MINNEAPOLIS -- I spent a good portion of my upcoming game column examining how and why Brett Favre picked apart Chicago’s defense. But we shouldn’t allow the Bears off the hook for an atrocious offensive performance as well.

Chicago held the ball for only 19:05 of the game, managing eight first downs and 169 total yards. All were season lows. ESPN Stats & Information reports that nearly a third of the Bears’ total plays went for zero or negative yardage (12 of 38). That figure included seven of their 12 plays in the second half.

“You saw it,” Bears coach Lovie Smith said. “Didn’t get a lot done.”

I walked away thinking that quarterback Jay Cutler was to blame for a minimum of the Bears’ offensive problems. There’s little doubt he underthrew receiver Johnny Knox in the end zone for his first interception, but that was the only glaring mistake I saw.

More problematic was the Bears’ decision to concede the running game before kickoff, naming Frank Omiyale their starting left guard over Josh Beekman. Omiyale is a marginally better pass- blocker but has struggled in run sets. Very predictably, the Bears called for a pass on 21 of their first 26 plays. For the game, tailback Matt Forte rushed for 27 yards on eight carries.

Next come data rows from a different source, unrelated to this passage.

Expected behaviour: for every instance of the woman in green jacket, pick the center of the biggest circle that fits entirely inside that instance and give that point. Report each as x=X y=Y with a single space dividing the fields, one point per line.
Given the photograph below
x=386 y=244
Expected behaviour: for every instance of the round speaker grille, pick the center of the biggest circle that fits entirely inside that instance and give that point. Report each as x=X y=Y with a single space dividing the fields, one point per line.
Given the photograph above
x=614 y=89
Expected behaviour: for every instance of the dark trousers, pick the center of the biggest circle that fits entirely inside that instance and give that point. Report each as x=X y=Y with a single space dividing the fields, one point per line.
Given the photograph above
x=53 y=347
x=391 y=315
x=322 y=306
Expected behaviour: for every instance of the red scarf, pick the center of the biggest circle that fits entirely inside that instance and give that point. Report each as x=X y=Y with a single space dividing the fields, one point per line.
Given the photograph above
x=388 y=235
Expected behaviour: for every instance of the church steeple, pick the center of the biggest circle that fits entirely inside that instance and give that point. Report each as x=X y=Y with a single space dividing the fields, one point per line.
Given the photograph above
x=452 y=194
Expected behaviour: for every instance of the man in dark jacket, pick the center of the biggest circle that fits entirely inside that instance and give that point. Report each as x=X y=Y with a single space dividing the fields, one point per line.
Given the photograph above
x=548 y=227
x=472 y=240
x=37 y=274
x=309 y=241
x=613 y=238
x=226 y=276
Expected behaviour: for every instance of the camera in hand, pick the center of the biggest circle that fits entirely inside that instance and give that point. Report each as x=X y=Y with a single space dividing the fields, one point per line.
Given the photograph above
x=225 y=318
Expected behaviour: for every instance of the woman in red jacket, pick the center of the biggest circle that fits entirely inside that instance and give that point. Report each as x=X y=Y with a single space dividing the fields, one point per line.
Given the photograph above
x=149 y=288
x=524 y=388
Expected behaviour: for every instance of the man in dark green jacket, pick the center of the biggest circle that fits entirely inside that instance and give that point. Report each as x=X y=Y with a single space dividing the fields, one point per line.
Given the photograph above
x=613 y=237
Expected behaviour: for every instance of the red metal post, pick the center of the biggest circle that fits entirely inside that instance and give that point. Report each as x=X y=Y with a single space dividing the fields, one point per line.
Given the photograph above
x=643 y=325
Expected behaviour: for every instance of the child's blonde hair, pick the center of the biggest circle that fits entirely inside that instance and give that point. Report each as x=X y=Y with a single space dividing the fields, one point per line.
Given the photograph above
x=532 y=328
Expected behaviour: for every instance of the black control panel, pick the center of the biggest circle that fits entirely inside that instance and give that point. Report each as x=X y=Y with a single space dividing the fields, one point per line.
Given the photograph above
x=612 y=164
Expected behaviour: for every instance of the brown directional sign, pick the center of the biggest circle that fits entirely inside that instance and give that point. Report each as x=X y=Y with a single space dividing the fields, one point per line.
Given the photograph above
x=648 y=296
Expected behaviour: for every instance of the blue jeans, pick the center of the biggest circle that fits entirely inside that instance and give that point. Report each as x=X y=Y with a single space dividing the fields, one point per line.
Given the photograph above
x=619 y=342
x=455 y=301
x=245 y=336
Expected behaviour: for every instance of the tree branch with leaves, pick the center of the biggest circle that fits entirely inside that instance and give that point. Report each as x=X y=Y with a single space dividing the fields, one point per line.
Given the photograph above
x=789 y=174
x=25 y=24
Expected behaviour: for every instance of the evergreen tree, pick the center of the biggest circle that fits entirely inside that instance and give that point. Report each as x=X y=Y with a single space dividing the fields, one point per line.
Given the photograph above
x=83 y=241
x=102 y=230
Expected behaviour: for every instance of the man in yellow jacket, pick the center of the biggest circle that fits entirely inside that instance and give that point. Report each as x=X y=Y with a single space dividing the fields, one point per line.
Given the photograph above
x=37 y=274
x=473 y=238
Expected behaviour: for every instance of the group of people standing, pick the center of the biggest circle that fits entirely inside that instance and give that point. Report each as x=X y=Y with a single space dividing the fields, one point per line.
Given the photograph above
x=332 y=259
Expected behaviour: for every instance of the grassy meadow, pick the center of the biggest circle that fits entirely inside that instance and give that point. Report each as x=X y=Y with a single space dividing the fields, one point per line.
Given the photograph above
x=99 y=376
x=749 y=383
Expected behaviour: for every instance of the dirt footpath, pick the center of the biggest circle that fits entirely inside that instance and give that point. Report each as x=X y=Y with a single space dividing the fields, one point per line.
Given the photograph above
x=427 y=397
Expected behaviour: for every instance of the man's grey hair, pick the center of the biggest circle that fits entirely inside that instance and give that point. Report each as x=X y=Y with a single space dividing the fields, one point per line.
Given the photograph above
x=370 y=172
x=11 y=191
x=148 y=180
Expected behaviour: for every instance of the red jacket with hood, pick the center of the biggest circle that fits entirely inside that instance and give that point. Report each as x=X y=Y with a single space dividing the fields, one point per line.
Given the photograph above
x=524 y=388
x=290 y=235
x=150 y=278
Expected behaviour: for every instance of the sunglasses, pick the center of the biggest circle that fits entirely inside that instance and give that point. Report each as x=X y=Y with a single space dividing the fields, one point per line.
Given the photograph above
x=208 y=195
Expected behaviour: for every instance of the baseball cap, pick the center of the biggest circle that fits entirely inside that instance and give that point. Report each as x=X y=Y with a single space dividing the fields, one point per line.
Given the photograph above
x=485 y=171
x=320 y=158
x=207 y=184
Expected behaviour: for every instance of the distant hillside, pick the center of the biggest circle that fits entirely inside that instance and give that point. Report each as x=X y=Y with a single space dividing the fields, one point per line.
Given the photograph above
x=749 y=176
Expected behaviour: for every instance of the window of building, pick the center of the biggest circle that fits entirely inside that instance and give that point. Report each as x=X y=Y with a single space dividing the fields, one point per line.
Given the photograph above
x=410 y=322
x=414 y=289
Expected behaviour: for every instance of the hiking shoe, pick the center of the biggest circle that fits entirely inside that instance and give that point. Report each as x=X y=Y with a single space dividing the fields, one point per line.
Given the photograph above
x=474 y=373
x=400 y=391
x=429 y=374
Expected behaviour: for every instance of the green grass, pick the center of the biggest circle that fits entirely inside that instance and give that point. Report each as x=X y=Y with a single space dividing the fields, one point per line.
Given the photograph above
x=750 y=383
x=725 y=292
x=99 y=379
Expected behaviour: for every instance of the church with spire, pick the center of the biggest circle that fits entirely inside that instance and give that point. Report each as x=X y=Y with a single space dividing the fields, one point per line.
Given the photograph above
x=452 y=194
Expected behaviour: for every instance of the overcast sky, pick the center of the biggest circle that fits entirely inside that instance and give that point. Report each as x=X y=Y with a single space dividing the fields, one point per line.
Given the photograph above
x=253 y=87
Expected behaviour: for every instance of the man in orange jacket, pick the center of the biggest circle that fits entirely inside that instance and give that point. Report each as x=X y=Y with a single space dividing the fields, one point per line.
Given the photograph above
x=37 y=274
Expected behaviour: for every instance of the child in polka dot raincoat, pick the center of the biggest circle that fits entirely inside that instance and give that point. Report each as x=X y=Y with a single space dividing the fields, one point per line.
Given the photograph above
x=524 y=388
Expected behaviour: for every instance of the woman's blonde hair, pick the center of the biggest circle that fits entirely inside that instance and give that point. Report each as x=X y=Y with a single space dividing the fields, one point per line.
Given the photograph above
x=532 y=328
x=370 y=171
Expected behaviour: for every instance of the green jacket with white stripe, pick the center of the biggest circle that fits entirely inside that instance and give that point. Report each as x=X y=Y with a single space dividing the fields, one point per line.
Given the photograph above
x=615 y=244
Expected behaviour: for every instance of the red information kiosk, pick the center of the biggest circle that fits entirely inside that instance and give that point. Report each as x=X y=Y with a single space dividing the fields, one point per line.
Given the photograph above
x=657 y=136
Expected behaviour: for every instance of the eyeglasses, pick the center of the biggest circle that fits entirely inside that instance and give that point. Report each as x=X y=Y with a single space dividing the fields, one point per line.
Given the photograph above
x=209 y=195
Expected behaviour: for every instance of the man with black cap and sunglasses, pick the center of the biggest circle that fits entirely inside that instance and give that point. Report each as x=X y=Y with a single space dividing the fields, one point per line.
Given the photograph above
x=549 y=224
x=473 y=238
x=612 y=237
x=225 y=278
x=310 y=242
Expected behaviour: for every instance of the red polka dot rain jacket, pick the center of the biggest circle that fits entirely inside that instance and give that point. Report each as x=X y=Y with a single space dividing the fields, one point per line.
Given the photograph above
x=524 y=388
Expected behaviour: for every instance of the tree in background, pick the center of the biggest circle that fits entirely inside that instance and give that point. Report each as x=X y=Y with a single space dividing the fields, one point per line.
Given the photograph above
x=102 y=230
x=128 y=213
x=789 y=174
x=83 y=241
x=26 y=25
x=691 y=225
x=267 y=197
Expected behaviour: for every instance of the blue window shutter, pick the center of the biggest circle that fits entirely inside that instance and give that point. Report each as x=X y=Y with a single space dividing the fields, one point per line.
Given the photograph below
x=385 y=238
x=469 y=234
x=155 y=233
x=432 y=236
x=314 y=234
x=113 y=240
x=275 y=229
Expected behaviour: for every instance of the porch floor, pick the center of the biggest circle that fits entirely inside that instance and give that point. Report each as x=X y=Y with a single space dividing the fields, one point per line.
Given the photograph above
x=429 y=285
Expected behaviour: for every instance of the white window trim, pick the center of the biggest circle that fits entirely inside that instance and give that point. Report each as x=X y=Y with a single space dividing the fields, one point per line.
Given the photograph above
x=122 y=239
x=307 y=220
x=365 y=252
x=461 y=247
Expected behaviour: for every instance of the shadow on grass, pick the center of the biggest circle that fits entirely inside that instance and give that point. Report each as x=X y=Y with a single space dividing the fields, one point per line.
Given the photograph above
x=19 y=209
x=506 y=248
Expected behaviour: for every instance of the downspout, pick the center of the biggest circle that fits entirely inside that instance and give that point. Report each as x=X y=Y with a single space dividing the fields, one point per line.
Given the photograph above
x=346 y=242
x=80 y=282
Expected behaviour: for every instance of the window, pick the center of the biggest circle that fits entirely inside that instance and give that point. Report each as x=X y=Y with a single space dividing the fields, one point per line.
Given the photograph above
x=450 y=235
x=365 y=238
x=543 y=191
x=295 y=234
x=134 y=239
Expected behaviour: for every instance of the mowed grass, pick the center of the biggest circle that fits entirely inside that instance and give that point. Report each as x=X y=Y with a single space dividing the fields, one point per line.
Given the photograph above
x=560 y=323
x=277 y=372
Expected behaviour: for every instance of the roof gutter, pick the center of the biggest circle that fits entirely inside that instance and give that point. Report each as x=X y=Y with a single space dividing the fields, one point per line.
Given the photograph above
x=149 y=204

“It’s easy to look at the quarterback and blame the quarterback or whatever you want to blame,” offensive coordinator Ron Turner told reporters. “But everybody has to execute. If one guy doesn’t do it, it’s tough for any quarterback to execute and that’s kind of been the story of what we’ve had.”

No one knows what the Bears’ endgame will be, but I have a hard time believing Turner will be back as offensive coordinator. That seems a given. The bigger question now is what will happen to the bigger fish.

My feeling for most of the past month has been that Chicago wouldn’t to pay Smith some $11 million to walk out the door. But Sunday marked another all-around embarrassment. It was the Bears’ third loss by 20 or more points in the past six weeks. A midseason slump has become a flat-out trend in Chicago. Will anyone -- besides Turner -- pay for it?